Tuesday, March 26, 2013

Cyprus: It’s not over yet

The price of “bailout fatigue”


By Felix Salmon
This was not a good weekend for Russian billionaires. First, Boris Berezovsky was found dead at his English country estate. Now, all the uninsured depositors (read: Russian plutocrats) at Cyprus’s two largest banks are going to be hit much, much harder than they feared they might be when the Cyprus crisis first erupted last week.
Back then — a long, long week ago — Cypriot president Nicos Anastasiades stood firm: there was no way he would allow uninsured depositors to lose more than 10% of their money. What a difference a week makes: now, if your uninsured deposits are at the Bank of Cyprus, you’re probably going to lose about 40% And if they’re at Laiki, you’re going to lose everything.
The agreement between the Cypriot government and the Troika of the EU, IMF, and ECB is a bold and brutal geopolitical power-play.
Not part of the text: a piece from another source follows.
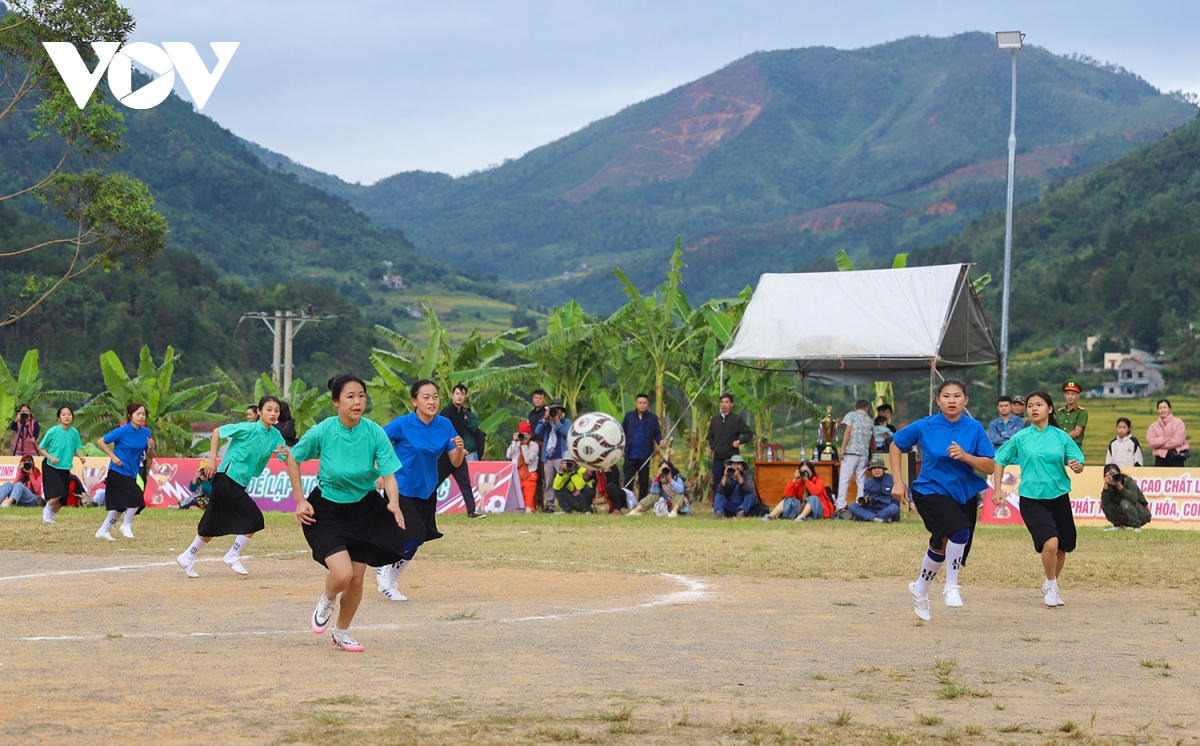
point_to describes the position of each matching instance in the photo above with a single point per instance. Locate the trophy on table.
(828, 429)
There might be language in the official communiqué about how “The Eurogroup looks forward to an agreement between Cyprus and the Russian Federation on a financial contribution”, but given the billions of euros that Russians are being forced to contribute unwillingly, the chances that they’ll happily throw a bit more money into the pot have to be tiny.
In the Europe vs Russia poker game, the Europeans have played the most aggressive move they can, essentially forcing Russian depositors to contribute maximally to the bailout against their will. If this is how the game ends, it’s an unambiguous loss for Russia, and a win for the EU. For one thing, there won’t be any capital controls: that’s a good thing. (Some deposits at Bank of Cyprus will be frozen, which is a kind of capital control, but there aren’t corralito-style barriers on the general movement of euros in and out of the country.) On top of that, public markets have been left unruffled: there’s been no panic on Europe’s bolsas, partly because the biggest hit has been taken by private Russian citizens.
Much more importantly, the two main vectors of contagion — hitting insured deposits, and exiting the euro — have been avoided. And most elegantly of all, from the Troika’s point of view, the whole thing has been constructed under existing bank-resolution authorities, which means that no vote needs to be put to the Cypriot parliament, and therefore no amount of Russian pressure can veto the deal in Nicosia.
Of course, the game does not end here. It’s unlikely that Russia will appear bearing a better deal at some point in the next 24 hours, but the hit to Cyprus’s GDP is going to be so enormous that staying in the euro over the long term, absent another round or two of massive debt relief, is going to be extremely difficult. The deal as constructed is, in Pawelmorski’s wonderful phrase, “Iceland without the fish”: Cyprus, as Iceland did before it, is letting its banks fail, since they’re too big for the government to bail out. But Iceland has other industries besides banking — and, more importantly, has a floating currency as well, which by weakening can make those industries more competitive.
In order to truly become Iceland, then, Cyprus is going to need to devalue and default. If it doesn’t, then it will live unhappily under the yoke of Europe-imposed austerity until such a time as the parliament revolts, the austerity measures are revoked, and the island drops out of the euro, and probably out of the EU as well. Cyprus’s economy is going to suffer greatly over the next few years, and its citizens are going to blame Europe for their woes; it’s entirely possible that they willvoluntarily leave the euro, if the alternative is negative economic growth as far as the eye can see, along with a massively overvalued currency. If and when those rumblings start appearing, expect the Russians to start being extremely nice to the Cypriots all over again.
Meanwhile, the resolution of Laiki is going to give the world a very real example of what happens when a too-big-to-fail bank is allowed to fail. Laiki is small by global standards, but very large by comparison with Cyprus’s GDP. If Cyprus can survive Laiki’s collapse, then maybe — just maybe — the world could cope with the “resolution” of a big bank like Citigroup. But that’s a very big “if”. More likely, the costs to Cyprus of allowing Laiki to fail will be enormous, both politically and economically. And 800,000 Cypriots will for years to come be paying the price of what Mohamed El-Erian elegantly calls “bailout fatigue”.